Blumberg points out that “On average, the leading forecasters, like Prakken’s Macroeconomic Advisors, have around a one percentage point margin of error….” The difference between a national growth rate of one percent and three percent is the difference between a fairly good year and a bad one. In the interview, MIT’s Simon Johnson, who should know from his time at the IMF, comments: “You know, economic forecasting is inherently an impossible task.”

Does that mean forecasts and estimates are irrelevant? No. As Johnson puts it, “… businesses, the institutions, all involve thinking about the future and planning for the future. And you can’t do that without taking a view of the future.” If forecasts are so unreliable, how should businesses plan for the future?
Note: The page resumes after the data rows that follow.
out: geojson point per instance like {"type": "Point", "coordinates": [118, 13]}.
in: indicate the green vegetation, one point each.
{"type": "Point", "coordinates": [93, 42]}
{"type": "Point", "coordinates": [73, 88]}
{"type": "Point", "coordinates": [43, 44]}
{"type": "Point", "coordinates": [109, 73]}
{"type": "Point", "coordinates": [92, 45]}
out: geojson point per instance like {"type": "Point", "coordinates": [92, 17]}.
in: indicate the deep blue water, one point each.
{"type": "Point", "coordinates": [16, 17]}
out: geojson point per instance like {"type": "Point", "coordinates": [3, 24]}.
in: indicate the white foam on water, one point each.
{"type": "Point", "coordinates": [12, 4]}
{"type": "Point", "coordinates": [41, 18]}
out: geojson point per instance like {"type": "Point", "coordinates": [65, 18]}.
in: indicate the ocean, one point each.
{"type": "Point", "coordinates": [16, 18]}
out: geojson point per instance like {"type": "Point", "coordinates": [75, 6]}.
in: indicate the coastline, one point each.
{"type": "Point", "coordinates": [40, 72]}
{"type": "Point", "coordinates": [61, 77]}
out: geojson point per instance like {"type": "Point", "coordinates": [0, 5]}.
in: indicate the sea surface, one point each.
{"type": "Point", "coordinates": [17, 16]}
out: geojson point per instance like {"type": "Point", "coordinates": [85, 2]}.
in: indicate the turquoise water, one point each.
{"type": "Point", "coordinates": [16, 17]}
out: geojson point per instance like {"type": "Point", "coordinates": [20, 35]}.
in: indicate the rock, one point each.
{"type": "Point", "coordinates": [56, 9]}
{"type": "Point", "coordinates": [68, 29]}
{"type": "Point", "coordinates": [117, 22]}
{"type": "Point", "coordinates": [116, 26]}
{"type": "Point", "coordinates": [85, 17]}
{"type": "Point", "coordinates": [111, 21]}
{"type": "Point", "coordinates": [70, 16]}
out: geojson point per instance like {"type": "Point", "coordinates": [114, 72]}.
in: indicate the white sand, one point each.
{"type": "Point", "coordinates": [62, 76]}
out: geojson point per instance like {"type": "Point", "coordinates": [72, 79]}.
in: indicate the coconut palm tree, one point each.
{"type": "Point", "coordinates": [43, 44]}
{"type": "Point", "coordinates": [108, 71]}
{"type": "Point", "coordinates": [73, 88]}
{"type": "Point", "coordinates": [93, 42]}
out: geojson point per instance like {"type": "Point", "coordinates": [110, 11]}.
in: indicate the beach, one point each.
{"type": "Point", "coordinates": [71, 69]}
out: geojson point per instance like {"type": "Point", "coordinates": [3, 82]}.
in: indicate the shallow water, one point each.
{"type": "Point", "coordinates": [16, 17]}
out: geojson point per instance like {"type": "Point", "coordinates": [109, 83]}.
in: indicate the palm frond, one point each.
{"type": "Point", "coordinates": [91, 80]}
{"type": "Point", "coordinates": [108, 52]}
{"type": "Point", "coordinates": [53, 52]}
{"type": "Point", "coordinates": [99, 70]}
“Why Forecasts Fail. What to Do Instead,” in the new MIT Sloan Management Review, presents a number of ways for managers to understand the problems inherent in forecasts and they argue for simple statistical techniques over complex modeling. Recognizing that managers need to make decisions on what they think will happen in the future, the authors outline their advice: “Accept that you’re operating in an uncertain world; Assess the level of uncertainty you face; Augment the range of uncertainty.”